Maize seedling rot pathogenicity assay was performed on 2-week old maize inbred lines B73 seedlings as previously described²⁵ with minor modifications. Briefly, spore suspensions in YEPD broth along with YEPD control were inoculated on maize B73 mesocotyls. Plant mesocotyls were first slightly wounded by a syringe needle about 3 cm above the soil. A 5-μl spore suspension (1 × 10⁸/ml) was applied to the wound site. The seedlings were immediately covered with a plastic cover to create a high moisture environment suitable for infection and colonization. The seedlings were collected and analyzed after a 2-week growth period in the dark room. At least three biological and three technical replicates were performed for each fungal strain.

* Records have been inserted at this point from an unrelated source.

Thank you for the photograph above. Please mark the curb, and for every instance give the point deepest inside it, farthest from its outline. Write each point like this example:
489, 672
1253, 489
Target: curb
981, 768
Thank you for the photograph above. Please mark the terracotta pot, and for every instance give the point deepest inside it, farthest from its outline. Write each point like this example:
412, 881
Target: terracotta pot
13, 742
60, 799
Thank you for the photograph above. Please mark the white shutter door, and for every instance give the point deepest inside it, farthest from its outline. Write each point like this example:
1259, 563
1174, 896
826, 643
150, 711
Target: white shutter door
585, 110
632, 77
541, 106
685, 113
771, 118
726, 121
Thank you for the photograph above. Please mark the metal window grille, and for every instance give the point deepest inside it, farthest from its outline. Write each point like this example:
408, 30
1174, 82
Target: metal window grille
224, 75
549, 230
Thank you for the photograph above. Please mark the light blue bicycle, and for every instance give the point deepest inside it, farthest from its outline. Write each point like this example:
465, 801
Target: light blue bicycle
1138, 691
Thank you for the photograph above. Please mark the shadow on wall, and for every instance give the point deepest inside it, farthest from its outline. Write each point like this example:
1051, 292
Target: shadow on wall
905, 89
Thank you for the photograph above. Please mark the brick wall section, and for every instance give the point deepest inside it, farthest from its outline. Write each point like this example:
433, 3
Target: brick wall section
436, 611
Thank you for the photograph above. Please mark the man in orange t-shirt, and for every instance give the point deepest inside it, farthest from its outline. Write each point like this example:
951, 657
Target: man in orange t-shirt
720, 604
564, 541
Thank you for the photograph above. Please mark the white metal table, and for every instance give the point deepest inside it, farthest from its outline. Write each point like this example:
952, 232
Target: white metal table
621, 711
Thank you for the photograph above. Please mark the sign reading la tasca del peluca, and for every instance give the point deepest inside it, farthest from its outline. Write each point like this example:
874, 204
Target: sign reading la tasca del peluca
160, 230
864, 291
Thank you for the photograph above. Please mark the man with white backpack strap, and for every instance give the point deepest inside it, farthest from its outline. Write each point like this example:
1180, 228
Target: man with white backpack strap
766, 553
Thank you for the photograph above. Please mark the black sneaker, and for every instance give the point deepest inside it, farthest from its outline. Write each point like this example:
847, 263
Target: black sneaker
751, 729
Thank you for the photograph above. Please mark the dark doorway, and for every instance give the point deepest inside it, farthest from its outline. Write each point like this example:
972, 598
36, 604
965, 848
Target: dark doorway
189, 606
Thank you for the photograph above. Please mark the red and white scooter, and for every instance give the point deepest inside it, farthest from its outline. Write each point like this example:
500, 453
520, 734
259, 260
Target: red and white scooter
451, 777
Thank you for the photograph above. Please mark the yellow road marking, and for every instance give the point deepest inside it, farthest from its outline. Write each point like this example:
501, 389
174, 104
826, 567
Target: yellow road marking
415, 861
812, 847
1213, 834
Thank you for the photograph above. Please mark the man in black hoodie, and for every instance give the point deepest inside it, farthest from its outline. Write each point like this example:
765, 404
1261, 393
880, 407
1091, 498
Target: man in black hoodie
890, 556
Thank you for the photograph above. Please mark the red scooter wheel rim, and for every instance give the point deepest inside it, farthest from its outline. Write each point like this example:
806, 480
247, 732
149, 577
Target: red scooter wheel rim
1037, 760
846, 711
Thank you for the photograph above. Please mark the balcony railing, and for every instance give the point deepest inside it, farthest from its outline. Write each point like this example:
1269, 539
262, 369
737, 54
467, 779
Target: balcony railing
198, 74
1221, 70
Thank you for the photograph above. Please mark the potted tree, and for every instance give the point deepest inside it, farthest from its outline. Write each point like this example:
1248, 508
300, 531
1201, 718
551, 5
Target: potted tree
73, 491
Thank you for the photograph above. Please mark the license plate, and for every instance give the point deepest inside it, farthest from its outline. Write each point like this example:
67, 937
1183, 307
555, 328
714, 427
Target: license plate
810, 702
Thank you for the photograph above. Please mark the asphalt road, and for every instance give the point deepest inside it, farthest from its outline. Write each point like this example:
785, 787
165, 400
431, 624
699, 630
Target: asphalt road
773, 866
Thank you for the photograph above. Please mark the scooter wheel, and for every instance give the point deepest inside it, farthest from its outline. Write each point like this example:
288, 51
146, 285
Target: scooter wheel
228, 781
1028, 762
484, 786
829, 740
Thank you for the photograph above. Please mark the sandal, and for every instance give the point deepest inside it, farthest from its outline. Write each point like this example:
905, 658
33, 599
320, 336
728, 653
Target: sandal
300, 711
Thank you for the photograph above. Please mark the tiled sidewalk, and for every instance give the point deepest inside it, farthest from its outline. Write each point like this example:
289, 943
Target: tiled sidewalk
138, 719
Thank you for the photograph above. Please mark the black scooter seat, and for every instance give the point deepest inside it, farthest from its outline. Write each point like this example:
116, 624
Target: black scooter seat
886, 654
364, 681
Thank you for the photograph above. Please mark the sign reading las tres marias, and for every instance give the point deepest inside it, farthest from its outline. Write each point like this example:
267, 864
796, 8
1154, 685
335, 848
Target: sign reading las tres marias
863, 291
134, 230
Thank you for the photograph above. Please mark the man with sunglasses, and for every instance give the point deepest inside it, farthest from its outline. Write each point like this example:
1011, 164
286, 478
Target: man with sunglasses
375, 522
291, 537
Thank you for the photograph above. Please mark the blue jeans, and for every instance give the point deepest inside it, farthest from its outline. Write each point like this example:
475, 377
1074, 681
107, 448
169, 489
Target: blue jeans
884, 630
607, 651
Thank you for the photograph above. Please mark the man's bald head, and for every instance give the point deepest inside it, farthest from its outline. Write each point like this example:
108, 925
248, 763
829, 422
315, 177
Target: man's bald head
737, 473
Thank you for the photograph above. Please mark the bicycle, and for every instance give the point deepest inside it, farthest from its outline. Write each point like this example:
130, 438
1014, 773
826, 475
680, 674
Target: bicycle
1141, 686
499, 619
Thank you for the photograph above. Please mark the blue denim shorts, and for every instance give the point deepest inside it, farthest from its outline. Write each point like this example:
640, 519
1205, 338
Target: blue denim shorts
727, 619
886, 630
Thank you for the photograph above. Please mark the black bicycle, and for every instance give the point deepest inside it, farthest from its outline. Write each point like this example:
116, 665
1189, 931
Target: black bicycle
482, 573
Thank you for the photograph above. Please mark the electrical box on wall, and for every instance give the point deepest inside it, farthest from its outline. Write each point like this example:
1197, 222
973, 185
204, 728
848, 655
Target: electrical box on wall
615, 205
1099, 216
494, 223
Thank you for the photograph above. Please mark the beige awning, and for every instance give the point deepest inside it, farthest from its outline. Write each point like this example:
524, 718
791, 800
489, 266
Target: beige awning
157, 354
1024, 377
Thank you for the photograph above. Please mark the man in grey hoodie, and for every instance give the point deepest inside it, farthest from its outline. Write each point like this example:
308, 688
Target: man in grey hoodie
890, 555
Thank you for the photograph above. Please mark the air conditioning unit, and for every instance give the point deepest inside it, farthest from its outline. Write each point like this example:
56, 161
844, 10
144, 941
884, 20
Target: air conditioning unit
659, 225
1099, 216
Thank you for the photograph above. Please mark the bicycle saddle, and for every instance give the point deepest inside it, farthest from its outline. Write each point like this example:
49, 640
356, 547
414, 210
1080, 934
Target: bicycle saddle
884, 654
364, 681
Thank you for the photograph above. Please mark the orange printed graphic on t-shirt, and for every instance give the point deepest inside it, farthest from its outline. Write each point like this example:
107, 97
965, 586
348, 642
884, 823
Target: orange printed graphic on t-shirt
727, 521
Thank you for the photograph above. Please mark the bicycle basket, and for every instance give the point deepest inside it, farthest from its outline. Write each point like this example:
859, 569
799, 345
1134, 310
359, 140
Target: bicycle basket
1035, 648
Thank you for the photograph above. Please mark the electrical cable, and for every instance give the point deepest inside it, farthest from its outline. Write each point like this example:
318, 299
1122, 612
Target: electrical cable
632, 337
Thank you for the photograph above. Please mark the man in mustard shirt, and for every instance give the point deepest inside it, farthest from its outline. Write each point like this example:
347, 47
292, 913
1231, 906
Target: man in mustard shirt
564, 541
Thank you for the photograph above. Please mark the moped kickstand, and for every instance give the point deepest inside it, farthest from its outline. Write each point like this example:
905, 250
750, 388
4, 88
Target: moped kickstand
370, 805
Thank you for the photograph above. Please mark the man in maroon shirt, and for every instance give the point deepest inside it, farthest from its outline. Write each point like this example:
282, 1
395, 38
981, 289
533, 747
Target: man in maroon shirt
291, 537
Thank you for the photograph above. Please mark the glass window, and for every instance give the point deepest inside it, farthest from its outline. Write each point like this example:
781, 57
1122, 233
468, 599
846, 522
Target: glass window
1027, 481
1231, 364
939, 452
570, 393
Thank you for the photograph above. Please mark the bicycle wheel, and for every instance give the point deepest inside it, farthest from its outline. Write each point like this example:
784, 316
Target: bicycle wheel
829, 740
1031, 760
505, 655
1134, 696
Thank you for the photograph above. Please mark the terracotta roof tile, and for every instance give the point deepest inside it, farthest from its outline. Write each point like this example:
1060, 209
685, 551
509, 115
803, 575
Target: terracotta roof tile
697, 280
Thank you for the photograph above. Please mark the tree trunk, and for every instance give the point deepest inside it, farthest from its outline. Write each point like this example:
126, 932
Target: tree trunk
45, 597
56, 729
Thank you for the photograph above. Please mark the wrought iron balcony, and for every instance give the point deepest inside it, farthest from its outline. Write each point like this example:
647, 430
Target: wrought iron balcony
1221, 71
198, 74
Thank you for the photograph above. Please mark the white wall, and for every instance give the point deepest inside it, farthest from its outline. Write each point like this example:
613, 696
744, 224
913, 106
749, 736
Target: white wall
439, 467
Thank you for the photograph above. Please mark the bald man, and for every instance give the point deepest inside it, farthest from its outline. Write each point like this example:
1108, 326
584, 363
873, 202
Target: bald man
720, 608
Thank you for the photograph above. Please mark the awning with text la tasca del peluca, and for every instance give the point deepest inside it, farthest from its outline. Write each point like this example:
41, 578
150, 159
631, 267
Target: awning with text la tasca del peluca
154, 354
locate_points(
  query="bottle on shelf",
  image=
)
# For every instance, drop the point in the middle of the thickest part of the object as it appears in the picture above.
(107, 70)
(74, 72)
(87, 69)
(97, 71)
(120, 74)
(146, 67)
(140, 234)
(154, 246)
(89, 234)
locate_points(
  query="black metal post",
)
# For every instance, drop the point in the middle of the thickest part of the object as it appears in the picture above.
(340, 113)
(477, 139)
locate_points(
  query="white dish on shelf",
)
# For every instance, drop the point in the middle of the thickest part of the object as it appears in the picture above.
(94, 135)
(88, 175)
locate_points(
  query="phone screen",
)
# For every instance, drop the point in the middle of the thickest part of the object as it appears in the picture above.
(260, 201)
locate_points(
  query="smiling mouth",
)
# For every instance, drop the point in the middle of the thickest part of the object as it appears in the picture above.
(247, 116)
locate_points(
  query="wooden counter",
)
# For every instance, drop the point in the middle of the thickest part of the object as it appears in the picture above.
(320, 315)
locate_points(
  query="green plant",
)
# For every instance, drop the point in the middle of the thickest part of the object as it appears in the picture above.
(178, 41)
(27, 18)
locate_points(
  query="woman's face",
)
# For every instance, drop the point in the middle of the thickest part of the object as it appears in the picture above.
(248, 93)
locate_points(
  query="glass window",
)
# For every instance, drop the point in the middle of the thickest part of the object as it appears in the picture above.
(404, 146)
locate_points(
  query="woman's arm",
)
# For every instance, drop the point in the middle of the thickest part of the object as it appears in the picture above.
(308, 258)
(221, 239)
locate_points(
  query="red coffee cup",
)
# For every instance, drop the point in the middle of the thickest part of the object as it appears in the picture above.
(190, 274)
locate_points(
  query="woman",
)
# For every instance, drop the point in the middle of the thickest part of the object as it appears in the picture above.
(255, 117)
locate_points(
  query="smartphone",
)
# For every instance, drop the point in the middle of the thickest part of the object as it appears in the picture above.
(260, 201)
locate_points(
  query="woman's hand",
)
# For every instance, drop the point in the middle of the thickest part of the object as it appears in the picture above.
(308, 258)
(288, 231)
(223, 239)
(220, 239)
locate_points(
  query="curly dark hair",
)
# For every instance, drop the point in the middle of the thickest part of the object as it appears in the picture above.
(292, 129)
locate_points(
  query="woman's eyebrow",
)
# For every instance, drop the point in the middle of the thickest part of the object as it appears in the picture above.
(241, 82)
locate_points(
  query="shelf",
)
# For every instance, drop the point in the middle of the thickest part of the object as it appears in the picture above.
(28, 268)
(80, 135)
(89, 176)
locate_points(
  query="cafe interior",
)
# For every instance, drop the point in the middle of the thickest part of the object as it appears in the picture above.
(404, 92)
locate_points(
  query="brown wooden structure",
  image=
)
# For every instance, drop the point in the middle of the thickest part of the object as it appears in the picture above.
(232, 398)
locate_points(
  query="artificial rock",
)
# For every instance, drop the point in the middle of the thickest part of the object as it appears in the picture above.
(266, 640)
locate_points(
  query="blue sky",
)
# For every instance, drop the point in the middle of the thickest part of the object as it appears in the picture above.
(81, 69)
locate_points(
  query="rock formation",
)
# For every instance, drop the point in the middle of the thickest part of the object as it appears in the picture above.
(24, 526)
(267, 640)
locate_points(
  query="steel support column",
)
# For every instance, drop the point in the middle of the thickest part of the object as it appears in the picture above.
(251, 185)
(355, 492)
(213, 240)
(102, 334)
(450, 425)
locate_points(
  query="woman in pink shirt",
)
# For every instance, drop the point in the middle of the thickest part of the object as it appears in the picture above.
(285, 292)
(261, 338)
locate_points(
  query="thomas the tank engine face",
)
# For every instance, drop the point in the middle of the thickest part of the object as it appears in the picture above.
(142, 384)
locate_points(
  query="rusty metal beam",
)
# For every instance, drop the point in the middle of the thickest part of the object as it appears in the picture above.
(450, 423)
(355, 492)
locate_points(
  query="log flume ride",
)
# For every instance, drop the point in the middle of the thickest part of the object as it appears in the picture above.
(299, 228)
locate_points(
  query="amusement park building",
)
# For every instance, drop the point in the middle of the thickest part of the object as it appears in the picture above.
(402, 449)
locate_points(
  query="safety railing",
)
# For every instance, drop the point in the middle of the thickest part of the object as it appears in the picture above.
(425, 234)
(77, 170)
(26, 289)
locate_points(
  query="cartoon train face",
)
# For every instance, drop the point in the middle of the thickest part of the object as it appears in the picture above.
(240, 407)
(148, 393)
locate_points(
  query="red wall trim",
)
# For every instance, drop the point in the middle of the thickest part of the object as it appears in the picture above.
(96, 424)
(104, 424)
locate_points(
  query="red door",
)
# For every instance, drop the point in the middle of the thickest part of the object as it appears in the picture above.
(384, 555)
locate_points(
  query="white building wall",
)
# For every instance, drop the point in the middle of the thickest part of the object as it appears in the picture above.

Expression analysis of subnetwork member genes linked to predicted hub genes

Total RNA extractions were conducted by using RNeasy plant mini kit (Qiagen) according to manufacturer’s specifications and was quantified by Nanodrop. RNA was converted into cDNA using the Verso cDNA synthesis kit (Thermo Fisher Scientific, Waltham, MA) following the manufacturer’s protocol. qRT-PCR analyses were performed using the SYBR Green Dynamo Color Flash qPCR kit (Thermo Fisher Scientific) on an Applied Biosystems 7500 Real-Time PCR system. The F. verticillioides β-tubulin gene (TUB-2) was used as the endogenous calibrator. The amplification data analysis was done according to the manufacturer’s protocol.

Identification of potential maize defense subnetwork module

We followed our previous analysis strategy²⁷ to identify potential subnetwork modules associated with maize stalk defense response against F. verticillioides virulence genes. We began searching for maize modules possibly responsible for its defense mechanism through cointegration-correlation-expression analysis: i) Cointegration was applied to track an interrelationship of expression levels between maize and F. verticillioides over all replicates. We applied the Engle-Granger correlation method to measure single cointegrating relations and p-value < = 0.05 was used to identify candidate maize genes that appear to have significant association with the identified F. verticillioides pathogenicity-associated genes, ii) correlation was utilized to trace patterns of expression levels between maize and F. verticillioides over all replicates. We used Pearson’s correlation coefficients to estimate their linear relationship and condensed maize genes into candidates whose expression patterns are highly correlated with that of F. verticillioides pathogenicity-associated genes (i.e., p-value < = 0.005), iii) We considered expression levels of maize genes over replicates and filtered out insignificantly expressed maize genes (i.e., maize genes whose mean expression levels were in the bottom 20% or not expressed in at least one replicate). We adjusted p-values of the cointegration-correlation-expression approach to have 50% of candidate maize genes predicted from a given F. verticillioides pathogenicity-associated gene were also among the candidates inferred from other given F. verticillioides gene. Based on the maize genes narrowed down through the cointegration-correlation-expression analysis, we identified subnetwork modules associated with maize defense response using our network-based comparative analysis approach.

Availability of Materials and Data

The datasets generated during and/or analyzed during the current study are publicly available at NCBI Sequence Read Archive (SRA) database (record# GSE108365).